A research team from the Academic Medical Center in Amsterdam, Netherlands, retrospectively examined two-view radiographs from 114 patients, most of whom had smoking-related lung changes; 60 had 101 CT-proven solid pulmonary nodules with a size range of 5-15 mm.

Three inexperienced readers and three experienced readers read the images with and without CAD (xLNA Enterprise, Philips Healthcare, Andover, MA). While mean sensitivity increased for the inexperienced readers from 38% before CAD to 45% afterward, it remained unchanged for experienced readers at 51% versus 50%.

For all readers, 94 of 282 (33%) of true-positive CAD marks were dismissed.
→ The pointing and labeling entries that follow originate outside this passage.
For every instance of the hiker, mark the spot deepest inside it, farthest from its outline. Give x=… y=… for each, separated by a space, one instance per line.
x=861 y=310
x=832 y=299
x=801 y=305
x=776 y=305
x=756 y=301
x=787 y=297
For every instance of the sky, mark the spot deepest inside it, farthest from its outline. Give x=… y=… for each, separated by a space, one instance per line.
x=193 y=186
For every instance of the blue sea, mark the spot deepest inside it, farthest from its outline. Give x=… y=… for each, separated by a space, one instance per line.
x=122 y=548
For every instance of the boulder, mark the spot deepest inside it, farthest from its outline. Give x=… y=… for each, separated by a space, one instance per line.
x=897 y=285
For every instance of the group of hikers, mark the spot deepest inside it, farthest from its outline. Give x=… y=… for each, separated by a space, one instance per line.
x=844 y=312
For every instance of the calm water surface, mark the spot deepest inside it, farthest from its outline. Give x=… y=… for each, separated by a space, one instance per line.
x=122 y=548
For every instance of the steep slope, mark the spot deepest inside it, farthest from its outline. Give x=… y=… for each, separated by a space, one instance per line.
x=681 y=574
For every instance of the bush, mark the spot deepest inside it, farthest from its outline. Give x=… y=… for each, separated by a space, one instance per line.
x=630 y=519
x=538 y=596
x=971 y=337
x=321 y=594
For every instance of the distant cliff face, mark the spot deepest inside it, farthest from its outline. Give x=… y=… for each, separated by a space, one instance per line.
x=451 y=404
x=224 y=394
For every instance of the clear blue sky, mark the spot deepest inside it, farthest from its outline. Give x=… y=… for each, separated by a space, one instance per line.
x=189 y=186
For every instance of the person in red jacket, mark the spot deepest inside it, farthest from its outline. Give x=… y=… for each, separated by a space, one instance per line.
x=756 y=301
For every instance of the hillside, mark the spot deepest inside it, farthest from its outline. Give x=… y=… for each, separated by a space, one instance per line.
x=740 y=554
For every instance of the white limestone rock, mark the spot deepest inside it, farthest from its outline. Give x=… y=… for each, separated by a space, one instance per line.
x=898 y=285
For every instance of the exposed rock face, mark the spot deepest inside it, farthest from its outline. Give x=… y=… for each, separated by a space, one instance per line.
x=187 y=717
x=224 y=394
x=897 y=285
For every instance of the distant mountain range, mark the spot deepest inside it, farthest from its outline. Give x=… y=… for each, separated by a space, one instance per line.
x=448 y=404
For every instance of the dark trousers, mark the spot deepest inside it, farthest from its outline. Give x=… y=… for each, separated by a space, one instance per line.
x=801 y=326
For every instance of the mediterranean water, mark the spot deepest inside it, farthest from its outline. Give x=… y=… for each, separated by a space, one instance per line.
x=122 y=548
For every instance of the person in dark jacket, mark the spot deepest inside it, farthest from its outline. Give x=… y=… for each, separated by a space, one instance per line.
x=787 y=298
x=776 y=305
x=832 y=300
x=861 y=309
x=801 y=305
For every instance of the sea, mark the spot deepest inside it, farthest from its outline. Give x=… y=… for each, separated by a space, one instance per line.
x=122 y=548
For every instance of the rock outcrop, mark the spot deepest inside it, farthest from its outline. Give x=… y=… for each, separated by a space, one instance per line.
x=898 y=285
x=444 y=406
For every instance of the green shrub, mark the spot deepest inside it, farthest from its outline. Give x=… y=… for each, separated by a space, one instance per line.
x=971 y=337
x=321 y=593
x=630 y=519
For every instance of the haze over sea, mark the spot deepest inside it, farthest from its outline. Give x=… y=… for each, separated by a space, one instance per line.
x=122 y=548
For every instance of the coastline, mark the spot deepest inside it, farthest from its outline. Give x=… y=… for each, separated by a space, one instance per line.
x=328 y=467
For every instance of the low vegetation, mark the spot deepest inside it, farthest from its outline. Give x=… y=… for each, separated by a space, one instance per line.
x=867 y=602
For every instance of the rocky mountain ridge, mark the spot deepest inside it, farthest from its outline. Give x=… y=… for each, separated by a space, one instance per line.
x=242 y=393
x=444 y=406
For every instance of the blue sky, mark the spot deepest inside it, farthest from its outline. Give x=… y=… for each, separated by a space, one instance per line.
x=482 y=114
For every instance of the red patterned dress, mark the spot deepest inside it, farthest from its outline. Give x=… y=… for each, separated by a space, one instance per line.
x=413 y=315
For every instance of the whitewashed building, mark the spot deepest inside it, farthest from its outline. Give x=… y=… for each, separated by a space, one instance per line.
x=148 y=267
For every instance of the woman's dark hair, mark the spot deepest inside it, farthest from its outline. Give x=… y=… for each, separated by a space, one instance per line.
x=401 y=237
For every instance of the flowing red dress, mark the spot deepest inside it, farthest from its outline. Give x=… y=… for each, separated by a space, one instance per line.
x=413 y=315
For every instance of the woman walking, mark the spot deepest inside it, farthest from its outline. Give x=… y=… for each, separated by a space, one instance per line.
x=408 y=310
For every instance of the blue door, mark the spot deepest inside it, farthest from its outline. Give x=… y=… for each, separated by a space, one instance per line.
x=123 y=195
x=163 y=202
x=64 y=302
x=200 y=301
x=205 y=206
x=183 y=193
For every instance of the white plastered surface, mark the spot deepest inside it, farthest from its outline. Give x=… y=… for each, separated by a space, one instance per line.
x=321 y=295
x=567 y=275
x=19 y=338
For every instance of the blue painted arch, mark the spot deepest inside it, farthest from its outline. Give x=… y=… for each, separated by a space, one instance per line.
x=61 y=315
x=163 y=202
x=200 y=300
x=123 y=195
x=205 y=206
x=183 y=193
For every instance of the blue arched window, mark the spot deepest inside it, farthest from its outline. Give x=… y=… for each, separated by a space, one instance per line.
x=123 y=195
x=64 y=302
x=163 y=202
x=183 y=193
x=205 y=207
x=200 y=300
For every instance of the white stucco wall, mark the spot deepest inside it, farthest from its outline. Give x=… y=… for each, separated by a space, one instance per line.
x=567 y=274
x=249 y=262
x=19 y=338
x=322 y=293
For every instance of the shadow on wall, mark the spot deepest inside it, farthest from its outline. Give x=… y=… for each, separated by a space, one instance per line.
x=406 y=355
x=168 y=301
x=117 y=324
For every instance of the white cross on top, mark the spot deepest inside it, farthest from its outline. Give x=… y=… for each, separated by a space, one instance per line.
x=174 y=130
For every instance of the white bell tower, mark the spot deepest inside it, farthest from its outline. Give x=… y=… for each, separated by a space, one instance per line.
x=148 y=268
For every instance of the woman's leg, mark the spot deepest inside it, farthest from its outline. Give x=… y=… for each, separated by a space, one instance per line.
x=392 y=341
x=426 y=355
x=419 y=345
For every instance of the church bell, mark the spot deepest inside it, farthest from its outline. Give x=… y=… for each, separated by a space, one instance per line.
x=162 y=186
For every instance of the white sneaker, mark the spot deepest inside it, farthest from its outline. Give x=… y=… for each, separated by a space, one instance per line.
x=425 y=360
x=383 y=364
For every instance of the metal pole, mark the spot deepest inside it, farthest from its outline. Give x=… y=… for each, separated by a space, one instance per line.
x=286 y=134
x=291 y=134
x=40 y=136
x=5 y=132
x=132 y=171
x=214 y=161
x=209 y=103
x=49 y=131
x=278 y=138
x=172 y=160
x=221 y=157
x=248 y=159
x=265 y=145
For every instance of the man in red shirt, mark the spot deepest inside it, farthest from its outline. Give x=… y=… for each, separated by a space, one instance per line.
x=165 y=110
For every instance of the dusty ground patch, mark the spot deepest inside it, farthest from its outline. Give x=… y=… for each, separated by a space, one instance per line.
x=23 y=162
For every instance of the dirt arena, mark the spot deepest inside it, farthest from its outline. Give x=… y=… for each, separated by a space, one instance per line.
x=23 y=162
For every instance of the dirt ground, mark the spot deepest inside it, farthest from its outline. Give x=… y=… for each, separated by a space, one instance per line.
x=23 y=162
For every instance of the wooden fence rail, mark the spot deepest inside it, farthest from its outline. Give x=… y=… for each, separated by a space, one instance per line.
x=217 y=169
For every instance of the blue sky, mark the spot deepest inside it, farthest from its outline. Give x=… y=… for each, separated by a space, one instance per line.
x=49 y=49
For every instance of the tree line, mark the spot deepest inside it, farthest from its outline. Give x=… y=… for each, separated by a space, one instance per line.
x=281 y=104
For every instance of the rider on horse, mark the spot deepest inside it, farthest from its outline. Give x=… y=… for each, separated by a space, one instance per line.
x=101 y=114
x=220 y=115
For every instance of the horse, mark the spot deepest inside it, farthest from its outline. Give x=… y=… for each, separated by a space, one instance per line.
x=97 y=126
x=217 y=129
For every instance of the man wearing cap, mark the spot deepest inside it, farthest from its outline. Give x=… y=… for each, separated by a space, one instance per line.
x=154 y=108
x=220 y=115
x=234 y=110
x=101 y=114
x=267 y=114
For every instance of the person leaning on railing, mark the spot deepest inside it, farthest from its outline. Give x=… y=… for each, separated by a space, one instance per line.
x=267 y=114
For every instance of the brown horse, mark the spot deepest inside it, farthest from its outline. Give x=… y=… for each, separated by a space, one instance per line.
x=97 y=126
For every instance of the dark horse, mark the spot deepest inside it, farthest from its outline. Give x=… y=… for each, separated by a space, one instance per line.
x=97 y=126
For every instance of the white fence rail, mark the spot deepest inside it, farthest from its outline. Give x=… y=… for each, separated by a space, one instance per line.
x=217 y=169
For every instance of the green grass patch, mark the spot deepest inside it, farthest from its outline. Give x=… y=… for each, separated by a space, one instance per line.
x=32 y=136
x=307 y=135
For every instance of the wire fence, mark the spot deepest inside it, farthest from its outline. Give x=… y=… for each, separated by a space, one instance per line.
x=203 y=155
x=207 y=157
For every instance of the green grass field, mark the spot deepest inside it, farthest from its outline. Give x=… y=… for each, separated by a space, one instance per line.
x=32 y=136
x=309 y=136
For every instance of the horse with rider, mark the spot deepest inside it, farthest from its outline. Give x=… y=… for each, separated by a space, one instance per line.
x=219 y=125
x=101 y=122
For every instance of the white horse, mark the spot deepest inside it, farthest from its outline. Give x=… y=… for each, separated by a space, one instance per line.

Correctly distinguishing CAD marks is a major challenge for radiologists using CAD in this application, said presenter Dr. Diederick De Boo.

"It remains open whether a learning process over time will help the radiologists to more precisely distinguish between true- and false-positive candidate lesions," De Boo said. "Furthermore, more studies are needed to quantify the economical and clinical consequences of accepted false-positive candidates causing secondary diagnostic workup."